"It seems to me that Michigan is breaking a HUGE Federal Statute in regard to Autism" What do you think?
My letter of concern, I sent to Rhonda Brunett in need of someone or some kind of direction or assistance:
This e-mail ended up being a whole lot longer than I'd originally intended.. I'm sorry. Please read anyway..?
Hi Rhonda,
I spent a lot of time reading your blogs on the Autism One site last evening, and I even responded to one (hoping it went through). I occasionally got the impression, as I read, that Jordan and Alex were maybe one and the same kid..lol. Alex just turned 15, is affected by Autism/Aspergers, and since he entered middle school our lives have been dumped upside-down.

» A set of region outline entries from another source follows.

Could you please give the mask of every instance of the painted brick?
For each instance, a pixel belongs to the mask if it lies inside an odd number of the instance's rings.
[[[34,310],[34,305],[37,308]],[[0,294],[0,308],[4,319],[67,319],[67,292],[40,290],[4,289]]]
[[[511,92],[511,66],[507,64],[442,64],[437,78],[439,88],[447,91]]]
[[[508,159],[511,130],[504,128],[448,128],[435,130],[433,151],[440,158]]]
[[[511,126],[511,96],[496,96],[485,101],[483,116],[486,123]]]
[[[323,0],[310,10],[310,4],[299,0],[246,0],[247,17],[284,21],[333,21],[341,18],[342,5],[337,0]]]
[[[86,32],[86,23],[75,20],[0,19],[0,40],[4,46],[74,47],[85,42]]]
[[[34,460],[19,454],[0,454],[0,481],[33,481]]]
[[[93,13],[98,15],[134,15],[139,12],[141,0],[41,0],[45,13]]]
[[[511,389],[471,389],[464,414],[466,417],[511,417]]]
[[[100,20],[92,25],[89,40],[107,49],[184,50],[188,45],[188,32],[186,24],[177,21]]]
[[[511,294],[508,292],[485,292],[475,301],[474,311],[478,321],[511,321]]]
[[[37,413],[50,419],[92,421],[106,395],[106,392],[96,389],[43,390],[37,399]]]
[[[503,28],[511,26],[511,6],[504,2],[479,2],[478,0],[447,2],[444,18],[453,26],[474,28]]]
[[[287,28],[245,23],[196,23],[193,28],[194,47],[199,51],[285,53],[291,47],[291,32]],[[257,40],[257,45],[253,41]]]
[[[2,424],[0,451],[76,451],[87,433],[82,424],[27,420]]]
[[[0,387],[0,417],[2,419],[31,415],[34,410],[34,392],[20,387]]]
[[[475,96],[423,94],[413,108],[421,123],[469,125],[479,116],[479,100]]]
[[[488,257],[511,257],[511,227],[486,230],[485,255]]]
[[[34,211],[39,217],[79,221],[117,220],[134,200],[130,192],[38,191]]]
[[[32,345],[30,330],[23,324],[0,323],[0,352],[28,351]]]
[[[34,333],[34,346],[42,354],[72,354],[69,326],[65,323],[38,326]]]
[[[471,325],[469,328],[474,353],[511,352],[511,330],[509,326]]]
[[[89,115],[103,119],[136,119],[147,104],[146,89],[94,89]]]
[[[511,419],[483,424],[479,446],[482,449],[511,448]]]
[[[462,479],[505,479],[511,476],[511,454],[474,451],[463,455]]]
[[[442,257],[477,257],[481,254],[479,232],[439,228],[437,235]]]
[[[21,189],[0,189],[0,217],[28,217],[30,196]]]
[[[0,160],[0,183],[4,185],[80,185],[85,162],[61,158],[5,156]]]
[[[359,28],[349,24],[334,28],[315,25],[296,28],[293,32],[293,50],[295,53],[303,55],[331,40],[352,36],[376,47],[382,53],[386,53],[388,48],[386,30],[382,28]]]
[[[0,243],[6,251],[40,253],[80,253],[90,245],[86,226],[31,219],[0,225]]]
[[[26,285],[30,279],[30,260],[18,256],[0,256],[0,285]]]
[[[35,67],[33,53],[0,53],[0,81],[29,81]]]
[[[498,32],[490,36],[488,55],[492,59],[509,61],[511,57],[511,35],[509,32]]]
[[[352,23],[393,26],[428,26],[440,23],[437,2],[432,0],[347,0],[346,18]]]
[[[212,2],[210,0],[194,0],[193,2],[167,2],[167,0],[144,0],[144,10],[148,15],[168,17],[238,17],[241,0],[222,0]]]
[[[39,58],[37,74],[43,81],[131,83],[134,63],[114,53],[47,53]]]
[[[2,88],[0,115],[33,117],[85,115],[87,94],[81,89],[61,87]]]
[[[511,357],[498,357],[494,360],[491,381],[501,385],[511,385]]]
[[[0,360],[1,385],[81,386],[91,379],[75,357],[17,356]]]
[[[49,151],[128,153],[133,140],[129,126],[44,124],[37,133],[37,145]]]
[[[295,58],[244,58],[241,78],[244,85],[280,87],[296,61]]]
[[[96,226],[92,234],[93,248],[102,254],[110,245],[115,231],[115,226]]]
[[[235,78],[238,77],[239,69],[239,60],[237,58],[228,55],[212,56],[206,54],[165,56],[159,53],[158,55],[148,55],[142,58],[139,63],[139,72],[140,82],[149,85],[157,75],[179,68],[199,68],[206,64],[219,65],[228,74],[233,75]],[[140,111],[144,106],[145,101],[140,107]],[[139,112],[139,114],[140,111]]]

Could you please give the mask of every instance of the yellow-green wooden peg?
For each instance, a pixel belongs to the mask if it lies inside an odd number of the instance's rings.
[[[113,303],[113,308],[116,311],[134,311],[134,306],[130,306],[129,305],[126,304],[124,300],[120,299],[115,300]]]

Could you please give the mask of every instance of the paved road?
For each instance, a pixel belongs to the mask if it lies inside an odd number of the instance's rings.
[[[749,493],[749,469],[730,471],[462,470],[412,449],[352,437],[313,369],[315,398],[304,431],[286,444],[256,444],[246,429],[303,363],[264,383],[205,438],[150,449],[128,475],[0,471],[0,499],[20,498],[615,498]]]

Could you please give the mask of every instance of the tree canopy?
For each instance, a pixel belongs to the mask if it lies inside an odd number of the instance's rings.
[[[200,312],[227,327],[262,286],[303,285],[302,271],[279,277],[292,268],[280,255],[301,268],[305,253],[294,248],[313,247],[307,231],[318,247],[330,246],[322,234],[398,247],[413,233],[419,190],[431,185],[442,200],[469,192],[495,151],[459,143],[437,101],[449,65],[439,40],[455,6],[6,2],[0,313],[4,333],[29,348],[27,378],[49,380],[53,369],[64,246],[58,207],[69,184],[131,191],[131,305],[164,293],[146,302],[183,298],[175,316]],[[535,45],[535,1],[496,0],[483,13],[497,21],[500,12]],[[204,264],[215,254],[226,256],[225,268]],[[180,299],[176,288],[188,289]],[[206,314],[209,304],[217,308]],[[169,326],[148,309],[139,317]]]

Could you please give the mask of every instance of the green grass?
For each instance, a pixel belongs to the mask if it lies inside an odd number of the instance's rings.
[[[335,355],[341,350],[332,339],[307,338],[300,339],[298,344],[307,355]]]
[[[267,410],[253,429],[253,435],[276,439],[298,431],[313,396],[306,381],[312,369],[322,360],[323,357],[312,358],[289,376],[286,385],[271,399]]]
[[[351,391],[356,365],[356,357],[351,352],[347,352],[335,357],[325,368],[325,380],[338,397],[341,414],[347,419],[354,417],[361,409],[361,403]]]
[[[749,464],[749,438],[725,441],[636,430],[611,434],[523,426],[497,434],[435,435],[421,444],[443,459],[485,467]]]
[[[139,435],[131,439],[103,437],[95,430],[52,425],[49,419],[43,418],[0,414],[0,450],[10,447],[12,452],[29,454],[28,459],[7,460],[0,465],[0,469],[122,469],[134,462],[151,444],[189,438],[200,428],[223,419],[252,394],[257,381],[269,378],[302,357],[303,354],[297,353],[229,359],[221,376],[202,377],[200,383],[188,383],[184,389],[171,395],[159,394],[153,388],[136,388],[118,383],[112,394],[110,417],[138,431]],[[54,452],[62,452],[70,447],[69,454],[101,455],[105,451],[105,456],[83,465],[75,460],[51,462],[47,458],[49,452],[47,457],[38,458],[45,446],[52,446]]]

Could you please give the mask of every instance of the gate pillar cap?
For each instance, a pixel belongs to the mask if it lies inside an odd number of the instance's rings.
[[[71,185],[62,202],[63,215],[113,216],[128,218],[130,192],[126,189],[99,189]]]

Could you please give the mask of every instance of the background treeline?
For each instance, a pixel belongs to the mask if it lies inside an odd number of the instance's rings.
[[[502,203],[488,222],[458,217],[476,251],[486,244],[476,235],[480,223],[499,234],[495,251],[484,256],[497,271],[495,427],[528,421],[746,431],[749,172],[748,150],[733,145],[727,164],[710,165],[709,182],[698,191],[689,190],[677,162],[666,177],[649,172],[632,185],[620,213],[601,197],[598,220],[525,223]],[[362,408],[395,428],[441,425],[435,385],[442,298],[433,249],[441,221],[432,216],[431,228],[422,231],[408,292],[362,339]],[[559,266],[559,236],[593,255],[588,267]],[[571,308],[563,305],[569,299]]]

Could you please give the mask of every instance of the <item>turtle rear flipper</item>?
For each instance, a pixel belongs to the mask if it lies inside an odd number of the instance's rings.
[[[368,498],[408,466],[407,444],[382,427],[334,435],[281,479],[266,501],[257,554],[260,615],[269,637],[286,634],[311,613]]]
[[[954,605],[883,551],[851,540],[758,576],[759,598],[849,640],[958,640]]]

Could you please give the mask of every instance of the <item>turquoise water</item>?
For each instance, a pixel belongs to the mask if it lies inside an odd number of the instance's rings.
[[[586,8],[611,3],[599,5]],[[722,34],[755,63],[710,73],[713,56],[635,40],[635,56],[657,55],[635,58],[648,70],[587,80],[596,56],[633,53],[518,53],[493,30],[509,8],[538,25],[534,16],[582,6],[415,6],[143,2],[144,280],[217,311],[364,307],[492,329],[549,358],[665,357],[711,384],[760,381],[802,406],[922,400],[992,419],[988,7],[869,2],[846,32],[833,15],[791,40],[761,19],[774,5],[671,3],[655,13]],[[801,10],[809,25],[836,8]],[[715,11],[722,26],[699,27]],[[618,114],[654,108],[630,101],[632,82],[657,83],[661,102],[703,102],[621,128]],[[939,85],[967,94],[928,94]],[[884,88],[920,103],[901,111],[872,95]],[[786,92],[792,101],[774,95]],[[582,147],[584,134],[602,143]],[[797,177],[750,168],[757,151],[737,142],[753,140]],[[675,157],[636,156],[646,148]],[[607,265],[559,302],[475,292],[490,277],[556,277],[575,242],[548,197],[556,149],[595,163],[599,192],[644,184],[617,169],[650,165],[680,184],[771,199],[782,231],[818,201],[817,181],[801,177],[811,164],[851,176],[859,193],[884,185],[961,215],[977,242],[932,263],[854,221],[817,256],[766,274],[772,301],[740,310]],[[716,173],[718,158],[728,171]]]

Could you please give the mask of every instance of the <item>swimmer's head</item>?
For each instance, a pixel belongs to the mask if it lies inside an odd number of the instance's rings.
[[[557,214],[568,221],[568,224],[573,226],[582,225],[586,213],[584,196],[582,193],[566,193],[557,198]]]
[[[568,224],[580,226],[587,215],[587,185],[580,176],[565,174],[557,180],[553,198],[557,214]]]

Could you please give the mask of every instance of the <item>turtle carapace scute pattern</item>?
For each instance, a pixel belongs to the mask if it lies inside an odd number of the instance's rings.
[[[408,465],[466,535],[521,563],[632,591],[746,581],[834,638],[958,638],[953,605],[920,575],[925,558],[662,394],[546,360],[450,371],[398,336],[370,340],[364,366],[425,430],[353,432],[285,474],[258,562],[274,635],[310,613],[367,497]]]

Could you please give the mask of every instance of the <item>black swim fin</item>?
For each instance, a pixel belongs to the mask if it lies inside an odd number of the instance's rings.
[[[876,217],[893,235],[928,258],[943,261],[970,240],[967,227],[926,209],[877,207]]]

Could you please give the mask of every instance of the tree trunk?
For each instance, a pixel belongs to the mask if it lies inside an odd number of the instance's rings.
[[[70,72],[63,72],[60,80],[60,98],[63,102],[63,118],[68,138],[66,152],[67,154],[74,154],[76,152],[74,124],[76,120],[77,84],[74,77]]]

One of the things I'd noted in one of your blog entries was that we share the opinion that school districts: administrators and teachers are quite UNKNOWLEDGABLE in regard to Autism Spectrum Disorders. They don't seem to know the slightest things regarding how a person is affected, nor how to help these kids or adults. My thought right now is: "Are they just plain STUPID, or what????" Or, if they're really not stupid.. have the school administrators, etc., just have their heads so far stuck in the mud (and perhaps believe that all ASD students are to be exclusively serviced in Spec. Ed. classrooms), that they just don't care whether or not they enlighten their staffs????
It's very much appearing to me that the only persons who do know about ASD's, their challenges, their needs, and their gifts, are the staff that the school districts are required to have on their staffs; psychologists, Spec. Ed./ Resource Room teachers, and the social workers. <-The social worker within
my son's high school also seems to not have a clue. It's either that or she's faking ignorance, (which could be the case too I guess).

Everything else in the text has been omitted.